Ailleurs, on questionne le choix de recourir à une réforme de la Constitution et on dénonce « une utilisation politique de la révision constitutionnelle ». La pêche à la recherche d’« éléments nouveaux » susceptibles de maintenir à flot le débat ne fait que commencer : dernière prise en date, « la déchéance de nationalité pour tous » – nous ne sommes pourtant pas en avril et ce poisson n’est pas une farce. Les commentateurs commentent, les journalistes doutent : Hollande s’est-il piégé lui- même ? Est-ce une manœuvre de Valls pour éconduire Hollande en vue des élections présidentielles ? Qui sème le trouble et pour quel(s) résultat(s) ?

Au-delà des postures

Dans ce débat où l’on peine à distinguer le vrai du faux, la conviction de la manipulation, une question demeure : pourquoi adhère-t-on en grande majorité à la déchéance de nationalité pour les coupables d’actes terroristes ? Au-delà des postures et des technicismes, l’adhésion à cette mesure trouve sans doute ses racines dans notre culture. Retournons à Versailles, quelques siècles plus tôt. Dans une fable intitulée « Le Cerf et la Vigne », La Fontaine raconte l’histoire d’un cerf qui, pour échapper à des chasseurs, trouve refuge dans le feuillage d’une vigne. Hors de danger, le cerf se met à brouter la vigne : « ingratitude extrême ! ». Le bruit du cerf alerte les chasseurs qui finissent par atteindre leur proie. « J’ai mérité, dit le cerf, ce juste châtiment ». Puni pour s’être attaqué à « sa bienfaitrice », le cerf trouve la mort après que les chasseurs l’ont découvert. Morale de l’histoire : le sort du cerf offre une « vraie image de ceux qui profanent l’asile qui les a conservés ».

« Juste châtiment », la déchéance de nationalité permet comme dans la fable de punir les ingrats. Profanateurs indignes, les binationaux ayant commis des actes terroristes méritent leur punition. À « l’extrême ingratitude » de ceux qui, nés Français, s’en sont pris à leur bienfaitrice, répond la suprême punition de la déchéance. On ne s’attaque pas impunément à l’asile qui nous a conservés et de la même manière que les chasseurs tuent le cerf, on tuera ce qu’il restait de français dans les terroristes – la nationalité. Aux enfants la fessée, aux terroristes la déchéance.
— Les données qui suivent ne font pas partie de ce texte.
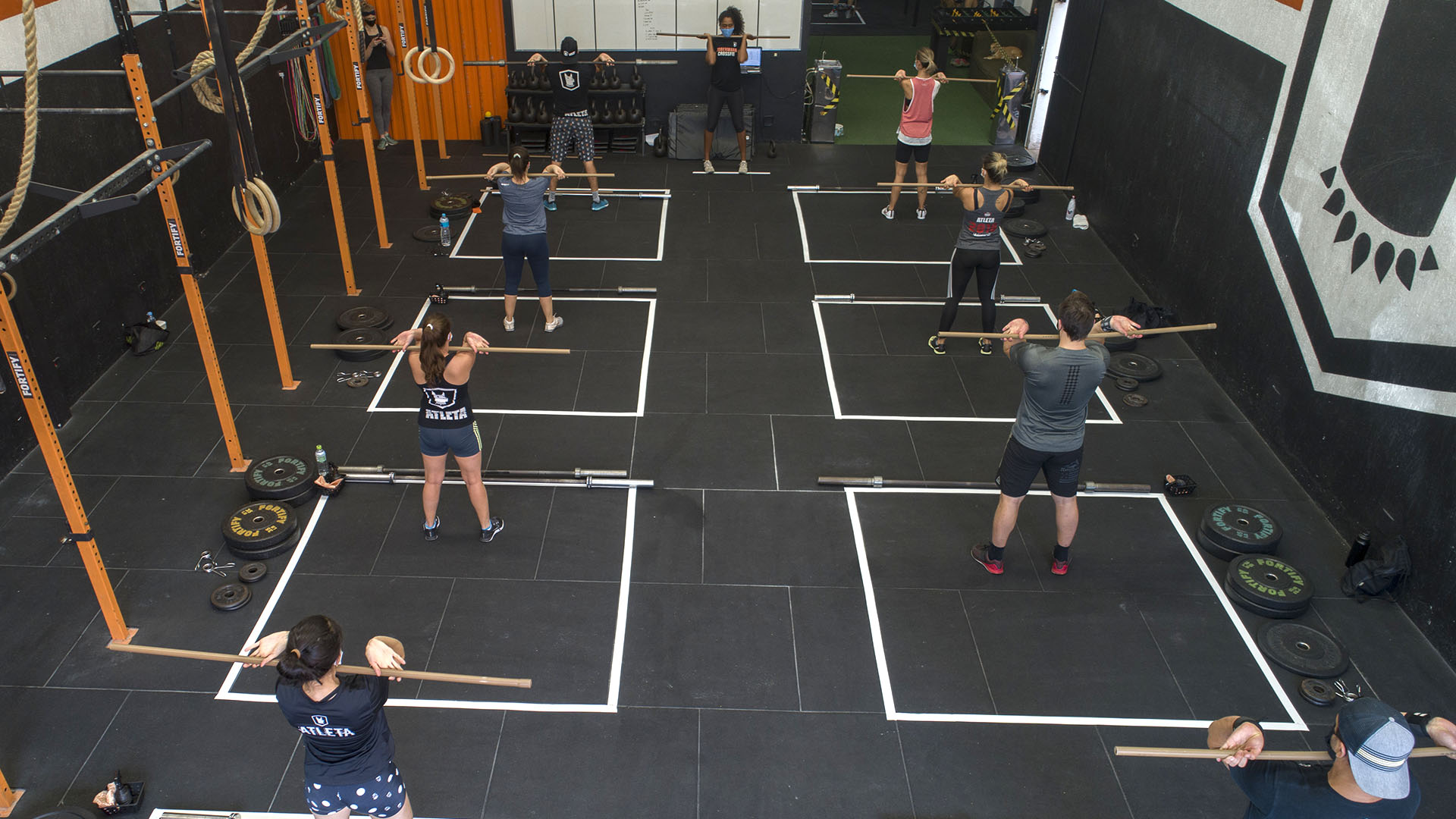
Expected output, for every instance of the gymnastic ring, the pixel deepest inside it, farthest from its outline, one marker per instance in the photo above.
(410, 57)
(430, 76)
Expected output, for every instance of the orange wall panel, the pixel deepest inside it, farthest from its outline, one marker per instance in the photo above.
(468, 30)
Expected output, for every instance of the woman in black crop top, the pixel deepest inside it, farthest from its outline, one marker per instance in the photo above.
(348, 764)
(446, 419)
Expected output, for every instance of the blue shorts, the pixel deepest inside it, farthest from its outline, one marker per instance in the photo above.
(462, 442)
(382, 796)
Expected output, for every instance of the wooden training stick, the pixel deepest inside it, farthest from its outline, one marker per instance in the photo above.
(1036, 187)
(405, 673)
(460, 349)
(1047, 337)
(1273, 755)
(506, 175)
(909, 77)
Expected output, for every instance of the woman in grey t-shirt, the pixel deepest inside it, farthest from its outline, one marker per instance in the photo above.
(523, 237)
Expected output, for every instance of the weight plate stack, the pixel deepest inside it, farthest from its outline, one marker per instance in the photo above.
(366, 315)
(278, 477)
(362, 335)
(1134, 366)
(1270, 583)
(1304, 651)
(1231, 529)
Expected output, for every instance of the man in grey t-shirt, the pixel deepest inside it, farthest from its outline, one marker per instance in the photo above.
(1053, 413)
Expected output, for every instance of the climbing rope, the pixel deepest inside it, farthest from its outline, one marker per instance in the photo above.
(33, 101)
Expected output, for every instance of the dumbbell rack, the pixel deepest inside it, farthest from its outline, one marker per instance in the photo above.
(617, 137)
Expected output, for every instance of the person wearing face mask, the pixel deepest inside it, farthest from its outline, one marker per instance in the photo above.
(379, 74)
(727, 50)
(1367, 780)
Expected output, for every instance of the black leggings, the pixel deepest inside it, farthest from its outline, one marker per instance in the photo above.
(983, 264)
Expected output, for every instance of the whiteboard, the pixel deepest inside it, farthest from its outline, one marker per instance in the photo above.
(634, 25)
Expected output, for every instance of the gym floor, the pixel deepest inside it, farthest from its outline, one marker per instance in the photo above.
(731, 642)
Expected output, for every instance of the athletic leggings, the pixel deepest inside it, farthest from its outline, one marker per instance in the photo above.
(516, 251)
(381, 83)
(983, 265)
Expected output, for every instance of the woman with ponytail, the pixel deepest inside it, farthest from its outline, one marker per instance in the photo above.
(348, 764)
(446, 419)
(913, 136)
(523, 238)
(977, 248)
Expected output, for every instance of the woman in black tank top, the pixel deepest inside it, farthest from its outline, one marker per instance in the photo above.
(977, 246)
(446, 417)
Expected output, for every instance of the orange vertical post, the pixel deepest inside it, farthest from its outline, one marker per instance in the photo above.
(142, 99)
(362, 101)
(327, 152)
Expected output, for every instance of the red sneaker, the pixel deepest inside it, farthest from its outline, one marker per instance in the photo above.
(982, 556)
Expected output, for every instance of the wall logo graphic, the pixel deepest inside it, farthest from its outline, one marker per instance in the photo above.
(1359, 205)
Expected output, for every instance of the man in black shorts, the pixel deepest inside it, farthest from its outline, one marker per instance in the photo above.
(571, 124)
(1053, 413)
(1369, 779)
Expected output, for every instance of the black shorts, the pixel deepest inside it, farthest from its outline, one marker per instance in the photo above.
(905, 152)
(1019, 466)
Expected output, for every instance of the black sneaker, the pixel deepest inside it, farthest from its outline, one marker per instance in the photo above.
(487, 535)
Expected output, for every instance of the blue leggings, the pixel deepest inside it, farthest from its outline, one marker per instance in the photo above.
(517, 249)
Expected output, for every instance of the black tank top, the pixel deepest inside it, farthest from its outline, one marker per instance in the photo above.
(981, 226)
(444, 406)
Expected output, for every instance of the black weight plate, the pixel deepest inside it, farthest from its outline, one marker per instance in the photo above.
(1024, 228)
(1270, 582)
(1213, 548)
(364, 315)
(278, 477)
(1318, 692)
(362, 335)
(1134, 366)
(1258, 610)
(1304, 651)
(245, 554)
(231, 596)
(259, 525)
(1241, 528)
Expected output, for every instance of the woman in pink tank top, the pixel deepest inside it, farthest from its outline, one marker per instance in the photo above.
(913, 134)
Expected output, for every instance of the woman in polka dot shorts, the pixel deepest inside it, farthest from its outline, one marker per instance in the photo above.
(350, 761)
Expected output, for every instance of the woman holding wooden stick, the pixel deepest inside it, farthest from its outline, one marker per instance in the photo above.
(446, 419)
(523, 232)
(913, 134)
(348, 764)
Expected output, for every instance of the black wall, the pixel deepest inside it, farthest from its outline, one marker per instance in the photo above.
(1165, 155)
(77, 292)
(777, 93)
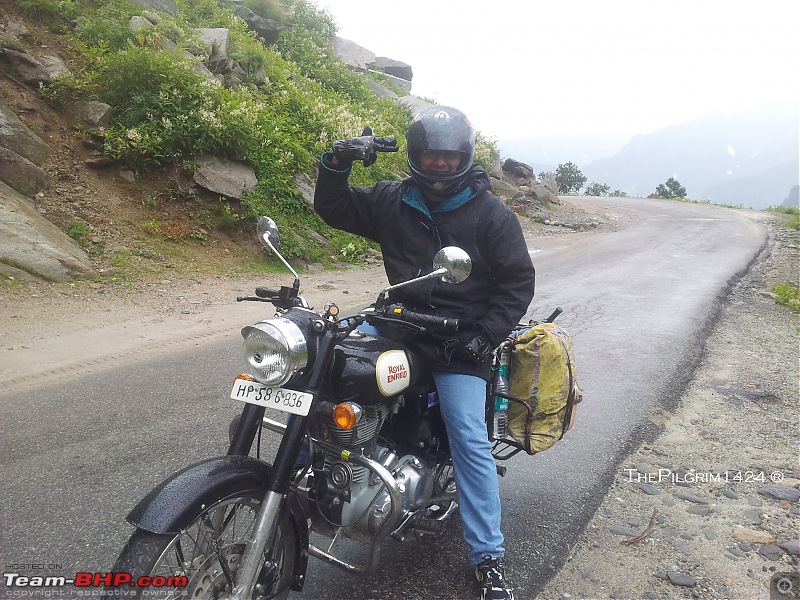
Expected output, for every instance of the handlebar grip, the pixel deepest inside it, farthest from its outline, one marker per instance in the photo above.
(429, 321)
(265, 292)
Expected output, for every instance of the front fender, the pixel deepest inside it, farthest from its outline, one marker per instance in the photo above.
(175, 503)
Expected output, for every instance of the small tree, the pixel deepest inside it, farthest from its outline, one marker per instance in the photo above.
(569, 178)
(671, 189)
(597, 189)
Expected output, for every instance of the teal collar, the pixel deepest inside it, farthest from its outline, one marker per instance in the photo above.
(414, 198)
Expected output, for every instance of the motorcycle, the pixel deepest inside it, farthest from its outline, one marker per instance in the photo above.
(363, 456)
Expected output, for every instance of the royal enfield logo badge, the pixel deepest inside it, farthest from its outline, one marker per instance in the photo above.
(393, 372)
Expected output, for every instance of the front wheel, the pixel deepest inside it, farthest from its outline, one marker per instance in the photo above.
(203, 560)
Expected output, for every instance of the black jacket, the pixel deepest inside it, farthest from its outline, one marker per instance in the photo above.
(491, 300)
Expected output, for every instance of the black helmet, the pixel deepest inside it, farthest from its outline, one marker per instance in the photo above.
(440, 128)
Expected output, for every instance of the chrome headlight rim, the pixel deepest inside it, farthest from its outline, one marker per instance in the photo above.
(274, 350)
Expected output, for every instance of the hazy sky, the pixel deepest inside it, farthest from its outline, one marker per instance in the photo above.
(528, 67)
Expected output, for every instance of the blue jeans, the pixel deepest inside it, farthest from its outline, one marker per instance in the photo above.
(462, 401)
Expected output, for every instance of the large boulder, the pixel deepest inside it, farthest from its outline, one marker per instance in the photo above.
(354, 56)
(167, 6)
(415, 104)
(266, 29)
(31, 244)
(393, 67)
(522, 172)
(36, 71)
(89, 114)
(216, 40)
(222, 176)
(21, 174)
(549, 181)
(15, 136)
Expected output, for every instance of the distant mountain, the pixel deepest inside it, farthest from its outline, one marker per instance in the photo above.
(771, 188)
(547, 152)
(748, 158)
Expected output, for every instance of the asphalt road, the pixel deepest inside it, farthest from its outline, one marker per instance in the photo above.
(77, 457)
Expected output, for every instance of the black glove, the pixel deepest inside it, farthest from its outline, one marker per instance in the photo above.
(364, 148)
(479, 349)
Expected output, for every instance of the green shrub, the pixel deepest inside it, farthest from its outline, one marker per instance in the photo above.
(787, 294)
(792, 213)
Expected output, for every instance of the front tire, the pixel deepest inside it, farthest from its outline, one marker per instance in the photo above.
(192, 554)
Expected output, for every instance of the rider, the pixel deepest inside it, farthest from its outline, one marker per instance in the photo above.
(446, 202)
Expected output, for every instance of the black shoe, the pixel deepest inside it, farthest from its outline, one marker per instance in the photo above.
(491, 576)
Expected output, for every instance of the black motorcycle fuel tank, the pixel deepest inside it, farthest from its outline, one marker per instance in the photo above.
(369, 369)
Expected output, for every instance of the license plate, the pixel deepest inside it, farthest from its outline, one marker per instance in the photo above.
(291, 401)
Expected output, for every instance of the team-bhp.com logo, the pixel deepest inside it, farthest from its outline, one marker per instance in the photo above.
(88, 580)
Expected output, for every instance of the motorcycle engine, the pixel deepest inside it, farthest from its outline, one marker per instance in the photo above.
(350, 496)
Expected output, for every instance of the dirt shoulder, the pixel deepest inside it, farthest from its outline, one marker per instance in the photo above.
(709, 509)
(52, 330)
(698, 495)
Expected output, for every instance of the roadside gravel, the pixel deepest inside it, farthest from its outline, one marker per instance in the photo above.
(709, 508)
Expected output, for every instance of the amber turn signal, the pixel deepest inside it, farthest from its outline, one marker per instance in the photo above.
(345, 415)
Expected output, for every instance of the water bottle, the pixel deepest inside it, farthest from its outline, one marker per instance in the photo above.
(500, 423)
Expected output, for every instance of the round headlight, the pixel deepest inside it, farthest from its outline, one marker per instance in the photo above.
(274, 350)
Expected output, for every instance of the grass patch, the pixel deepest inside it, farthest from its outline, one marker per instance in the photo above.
(791, 215)
(787, 294)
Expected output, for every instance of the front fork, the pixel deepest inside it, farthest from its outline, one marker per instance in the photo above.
(280, 475)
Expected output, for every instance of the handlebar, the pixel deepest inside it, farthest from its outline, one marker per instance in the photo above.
(396, 311)
(265, 292)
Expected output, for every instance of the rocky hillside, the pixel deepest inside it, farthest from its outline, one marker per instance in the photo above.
(68, 209)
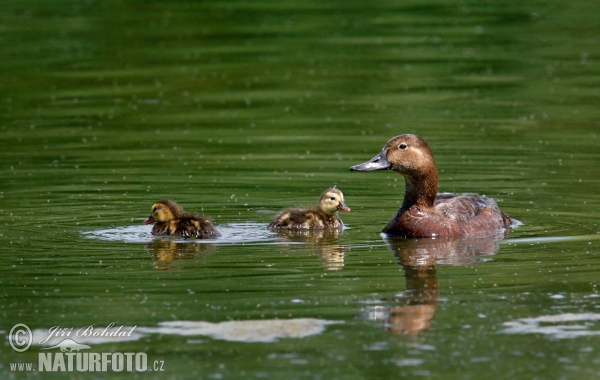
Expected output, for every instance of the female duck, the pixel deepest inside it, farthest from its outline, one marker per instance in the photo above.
(322, 216)
(172, 220)
(424, 212)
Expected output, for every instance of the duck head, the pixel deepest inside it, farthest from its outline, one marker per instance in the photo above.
(332, 201)
(410, 156)
(163, 211)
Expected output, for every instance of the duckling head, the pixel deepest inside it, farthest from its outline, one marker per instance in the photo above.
(163, 211)
(332, 201)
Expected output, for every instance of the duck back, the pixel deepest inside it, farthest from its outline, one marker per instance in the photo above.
(300, 219)
(451, 215)
(193, 225)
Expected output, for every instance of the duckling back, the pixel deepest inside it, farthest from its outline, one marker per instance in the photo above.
(299, 219)
(192, 226)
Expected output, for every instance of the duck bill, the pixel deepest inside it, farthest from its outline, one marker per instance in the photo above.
(378, 162)
(342, 207)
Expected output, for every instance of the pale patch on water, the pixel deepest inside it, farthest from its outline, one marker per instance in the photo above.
(267, 330)
(560, 326)
(231, 233)
(551, 239)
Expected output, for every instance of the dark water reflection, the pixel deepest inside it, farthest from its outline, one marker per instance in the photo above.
(419, 257)
(325, 242)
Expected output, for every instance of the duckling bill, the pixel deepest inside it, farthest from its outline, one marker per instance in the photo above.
(320, 217)
(424, 212)
(171, 220)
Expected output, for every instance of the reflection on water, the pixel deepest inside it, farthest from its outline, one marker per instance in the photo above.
(419, 257)
(326, 242)
(264, 330)
(165, 251)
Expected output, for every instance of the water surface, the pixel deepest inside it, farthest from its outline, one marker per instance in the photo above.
(238, 109)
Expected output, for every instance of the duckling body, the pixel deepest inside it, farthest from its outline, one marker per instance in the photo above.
(171, 220)
(320, 217)
(424, 212)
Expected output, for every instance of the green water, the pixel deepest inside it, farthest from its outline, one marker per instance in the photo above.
(238, 109)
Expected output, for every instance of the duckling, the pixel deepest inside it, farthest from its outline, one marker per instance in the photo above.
(322, 216)
(424, 212)
(172, 220)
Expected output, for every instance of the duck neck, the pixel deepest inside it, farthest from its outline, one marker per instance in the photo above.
(420, 190)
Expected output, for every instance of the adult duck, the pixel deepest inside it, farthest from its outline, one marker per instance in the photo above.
(424, 212)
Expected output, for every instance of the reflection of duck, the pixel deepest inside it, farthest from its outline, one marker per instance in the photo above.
(424, 212)
(322, 216)
(418, 257)
(166, 252)
(326, 241)
(172, 220)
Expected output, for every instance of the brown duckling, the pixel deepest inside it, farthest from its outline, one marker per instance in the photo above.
(424, 212)
(322, 216)
(172, 220)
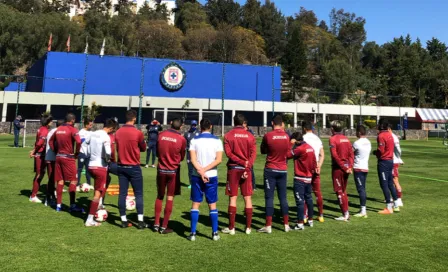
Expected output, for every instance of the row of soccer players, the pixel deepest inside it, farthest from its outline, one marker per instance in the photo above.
(206, 153)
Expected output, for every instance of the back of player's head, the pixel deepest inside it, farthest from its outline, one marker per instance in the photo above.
(205, 124)
(131, 115)
(277, 120)
(239, 119)
(307, 126)
(336, 125)
(70, 117)
(176, 123)
(383, 124)
(361, 130)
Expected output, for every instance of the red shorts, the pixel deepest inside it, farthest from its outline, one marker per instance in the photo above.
(99, 175)
(39, 165)
(169, 183)
(65, 169)
(340, 179)
(235, 180)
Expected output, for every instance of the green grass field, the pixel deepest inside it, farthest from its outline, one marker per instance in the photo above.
(36, 238)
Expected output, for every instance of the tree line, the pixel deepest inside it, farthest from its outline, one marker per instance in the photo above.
(322, 61)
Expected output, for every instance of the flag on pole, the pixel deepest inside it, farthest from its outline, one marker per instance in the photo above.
(102, 47)
(68, 44)
(50, 42)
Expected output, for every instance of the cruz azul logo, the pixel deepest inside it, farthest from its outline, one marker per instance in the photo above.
(173, 77)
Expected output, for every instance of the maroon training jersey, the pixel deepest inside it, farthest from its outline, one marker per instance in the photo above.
(130, 142)
(41, 140)
(63, 140)
(277, 146)
(171, 149)
(240, 146)
(304, 162)
(385, 146)
(341, 149)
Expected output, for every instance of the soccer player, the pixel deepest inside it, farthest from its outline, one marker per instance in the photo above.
(50, 160)
(83, 159)
(206, 154)
(63, 144)
(277, 146)
(397, 162)
(171, 148)
(240, 147)
(313, 140)
(362, 148)
(385, 155)
(342, 158)
(305, 166)
(130, 142)
(99, 151)
(38, 153)
(153, 134)
(189, 135)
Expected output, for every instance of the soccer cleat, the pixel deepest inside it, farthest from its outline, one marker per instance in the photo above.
(192, 237)
(228, 231)
(267, 230)
(386, 211)
(165, 231)
(215, 236)
(35, 200)
(299, 227)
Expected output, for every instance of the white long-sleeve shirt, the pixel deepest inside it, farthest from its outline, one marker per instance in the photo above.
(362, 149)
(99, 149)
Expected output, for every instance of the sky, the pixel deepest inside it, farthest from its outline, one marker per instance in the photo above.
(385, 19)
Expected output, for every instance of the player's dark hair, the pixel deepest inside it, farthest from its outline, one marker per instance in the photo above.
(336, 125)
(361, 130)
(110, 123)
(130, 115)
(277, 120)
(239, 119)
(306, 125)
(70, 117)
(383, 124)
(205, 124)
(176, 123)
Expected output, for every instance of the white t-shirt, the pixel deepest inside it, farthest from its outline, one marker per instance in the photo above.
(362, 149)
(99, 148)
(397, 150)
(50, 155)
(314, 141)
(84, 135)
(206, 146)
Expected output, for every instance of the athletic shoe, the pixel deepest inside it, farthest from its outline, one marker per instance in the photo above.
(360, 215)
(215, 236)
(228, 231)
(155, 228)
(267, 230)
(35, 200)
(92, 224)
(165, 231)
(192, 237)
(386, 211)
(298, 227)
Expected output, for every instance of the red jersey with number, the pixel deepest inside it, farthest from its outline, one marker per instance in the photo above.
(277, 146)
(130, 142)
(64, 139)
(171, 149)
(240, 146)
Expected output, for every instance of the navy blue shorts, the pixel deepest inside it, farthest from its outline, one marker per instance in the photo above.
(199, 188)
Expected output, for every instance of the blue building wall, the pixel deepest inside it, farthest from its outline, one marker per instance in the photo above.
(116, 75)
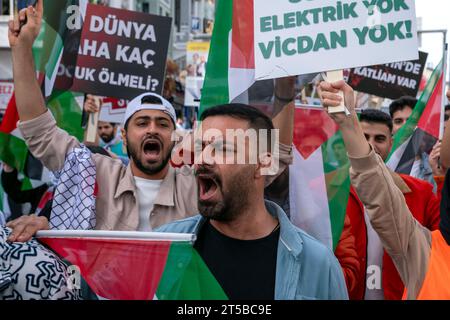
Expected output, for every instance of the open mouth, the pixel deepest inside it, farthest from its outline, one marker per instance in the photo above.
(152, 148)
(208, 187)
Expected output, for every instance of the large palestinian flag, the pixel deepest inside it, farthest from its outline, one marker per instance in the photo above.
(55, 43)
(231, 63)
(136, 265)
(422, 130)
(319, 177)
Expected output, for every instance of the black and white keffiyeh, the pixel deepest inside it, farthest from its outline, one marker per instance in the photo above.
(29, 271)
(74, 200)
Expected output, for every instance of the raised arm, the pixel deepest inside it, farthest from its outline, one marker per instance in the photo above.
(405, 240)
(29, 100)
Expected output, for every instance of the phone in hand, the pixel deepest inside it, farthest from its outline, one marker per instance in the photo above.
(22, 4)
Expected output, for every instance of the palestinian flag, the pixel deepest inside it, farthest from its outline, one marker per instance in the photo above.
(66, 107)
(136, 265)
(422, 130)
(55, 43)
(56, 48)
(231, 64)
(319, 177)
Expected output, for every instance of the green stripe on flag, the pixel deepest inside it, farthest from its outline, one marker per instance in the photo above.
(67, 112)
(186, 277)
(338, 188)
(215, 89)
(13, 151)
(410, 126)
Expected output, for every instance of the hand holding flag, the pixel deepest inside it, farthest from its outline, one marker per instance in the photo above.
(355, 141)
(25, 27)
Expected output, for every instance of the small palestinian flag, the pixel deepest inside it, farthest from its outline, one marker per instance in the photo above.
(231, 64)
(422, 130)
(319, 177)
(136, 265)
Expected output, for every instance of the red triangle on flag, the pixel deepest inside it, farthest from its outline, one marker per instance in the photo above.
(116, 269)
(431, 116)
(312, 129)
(242, 47)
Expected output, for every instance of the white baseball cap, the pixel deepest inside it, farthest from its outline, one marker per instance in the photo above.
(137, 104)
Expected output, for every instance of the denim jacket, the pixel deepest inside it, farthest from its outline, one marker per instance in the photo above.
(305, 269)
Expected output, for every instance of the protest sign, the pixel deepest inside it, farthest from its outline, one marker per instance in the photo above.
(113, 110)
(122, 53)
(305, 36)
(392, 80)
(196, 59)
(193, 90)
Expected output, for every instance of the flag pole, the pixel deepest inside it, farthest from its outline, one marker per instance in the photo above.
(444, 77)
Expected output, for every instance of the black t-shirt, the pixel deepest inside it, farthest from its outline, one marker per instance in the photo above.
(245, 269)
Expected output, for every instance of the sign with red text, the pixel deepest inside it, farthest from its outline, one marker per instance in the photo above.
(122, 53)
(296, 37)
Fin de l’histoire.

De la fable à la farce

Avocat de victimes d’actes terroriste et élu socialiste, Patrick Klugman met en garde contre les effets potentiellement pervers de la déchéance de nationalité. Dans un article, il dénonce un projet qui « réjouirait presque ceux qu’il entend punir » : « déchoir les terroristes de la nationalité française serait une forme de reconnaissance funeste donnée à leur doctrine davantage qu’une punition. (...) On ne peut pas combattre le crime au moyen d’une disposition qui pourrait être une revendication des criminels ».

De la fable à la farce, il n’y a parfois qu’un pas. Tâchons de ne pas en être les dindons.